Public Affairs

Scroungers: the false stereotype

Jim Larkin clipped ICTU’s John O’Farrell critiques the narrative put forward by the Coalition Government and conservative newspapers.

It was just a throwaway line in a half-hearted editorial about care homes in the Daily Express. It was so casual that it didn’t register until a day or so later: “… instead of handing out millions to lazy scroungers we should …”.

Everybody knows that fraud is rampant and that the real problem is that benefits are too generous and that welfare creates dependency – and that the reforms championed by the coalition in Westminster (and half of the coalition in Stormont) are ultimately necessary for the health of the economy as much as the morality of the claimants.

A YouGov survey of the public’s perception on welfare found a startling level of ignorance, such as the belief that 41 per cent of the total welfare budget goes to the unemployed (reality: 3 per cent) and that fraud accounts for 27 per cent of the same budget (reality: 0.7 per cent).

Where did this come from? One answer is in the result of a Lexis Nexis search for the number of times the word “scrounger” has been used in the UK’s national newspapers, which showed a huge spike since 2010.

The Tory press has fed its readers a diet of horror stories of ungrateful and undeserving claimants, and the huge televisions they watch have been spewing a diet of frauds and freaks, creating an entire new genre: poverty porn. Hatred of the poor is now legitimised, on morning and evening TV, on radio phone-ins, on social media and on the streets, where people with obvious disabilities have been verbally and physically attacked.

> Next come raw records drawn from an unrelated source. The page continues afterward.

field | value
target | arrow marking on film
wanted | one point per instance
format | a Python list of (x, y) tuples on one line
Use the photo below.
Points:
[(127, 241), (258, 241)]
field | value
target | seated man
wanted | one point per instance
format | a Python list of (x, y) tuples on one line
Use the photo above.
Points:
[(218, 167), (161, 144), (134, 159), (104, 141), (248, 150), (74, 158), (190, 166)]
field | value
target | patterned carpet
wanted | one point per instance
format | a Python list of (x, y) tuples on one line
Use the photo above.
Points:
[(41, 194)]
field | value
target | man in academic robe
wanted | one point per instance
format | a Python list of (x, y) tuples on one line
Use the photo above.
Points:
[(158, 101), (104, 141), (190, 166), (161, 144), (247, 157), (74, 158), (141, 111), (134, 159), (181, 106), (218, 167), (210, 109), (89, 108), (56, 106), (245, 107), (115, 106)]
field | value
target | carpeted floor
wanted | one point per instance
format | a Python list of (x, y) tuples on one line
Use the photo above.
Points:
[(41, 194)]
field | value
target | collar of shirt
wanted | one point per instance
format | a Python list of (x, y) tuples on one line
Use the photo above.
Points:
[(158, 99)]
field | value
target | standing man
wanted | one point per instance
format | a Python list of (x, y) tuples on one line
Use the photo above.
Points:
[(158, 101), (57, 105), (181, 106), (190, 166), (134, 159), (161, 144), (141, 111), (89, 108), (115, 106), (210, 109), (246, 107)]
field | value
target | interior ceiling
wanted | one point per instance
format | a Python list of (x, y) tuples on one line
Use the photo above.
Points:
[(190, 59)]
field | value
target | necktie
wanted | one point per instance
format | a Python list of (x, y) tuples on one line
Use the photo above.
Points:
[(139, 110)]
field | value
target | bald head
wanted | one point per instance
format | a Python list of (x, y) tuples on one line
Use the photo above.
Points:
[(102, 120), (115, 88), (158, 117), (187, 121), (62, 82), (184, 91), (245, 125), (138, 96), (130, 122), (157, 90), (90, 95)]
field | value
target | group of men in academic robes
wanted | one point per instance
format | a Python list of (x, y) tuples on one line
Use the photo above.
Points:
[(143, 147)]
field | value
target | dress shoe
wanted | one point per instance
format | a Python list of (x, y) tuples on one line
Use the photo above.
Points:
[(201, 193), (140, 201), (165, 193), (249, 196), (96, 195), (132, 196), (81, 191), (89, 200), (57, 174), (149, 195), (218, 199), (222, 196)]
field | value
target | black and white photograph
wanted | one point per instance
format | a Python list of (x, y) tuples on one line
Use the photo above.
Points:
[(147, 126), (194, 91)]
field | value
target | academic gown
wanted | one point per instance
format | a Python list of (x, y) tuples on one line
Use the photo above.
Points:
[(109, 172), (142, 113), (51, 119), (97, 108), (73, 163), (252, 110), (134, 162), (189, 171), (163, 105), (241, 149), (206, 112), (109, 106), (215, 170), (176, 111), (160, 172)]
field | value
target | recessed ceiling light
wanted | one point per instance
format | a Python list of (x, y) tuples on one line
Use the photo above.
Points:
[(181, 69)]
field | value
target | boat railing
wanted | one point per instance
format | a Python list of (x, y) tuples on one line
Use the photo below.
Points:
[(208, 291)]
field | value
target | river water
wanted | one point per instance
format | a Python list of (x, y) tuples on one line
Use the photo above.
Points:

The irony is that which divides New Tories from their former comrades in UKIP. Nigel Farage has had to spend much of his Euro election campaign denouncing his own members for saying and writing racist or homophobic or sexist remarks that were common currency 20 years ago.

However, demonise the poor and the consequences are electoral success. Welfare reforms and punishing the poor are at the core of the Tory election strategy for 2015. Central to that is the manipulation of statistics and emotions. In March, the House of Commons Work and Pensions Committee denounced Iain Duncan Smith, the Department for Work and Pensions press office and Tory central office for manipulating official statistics in order to show that the reforms were necessary and working.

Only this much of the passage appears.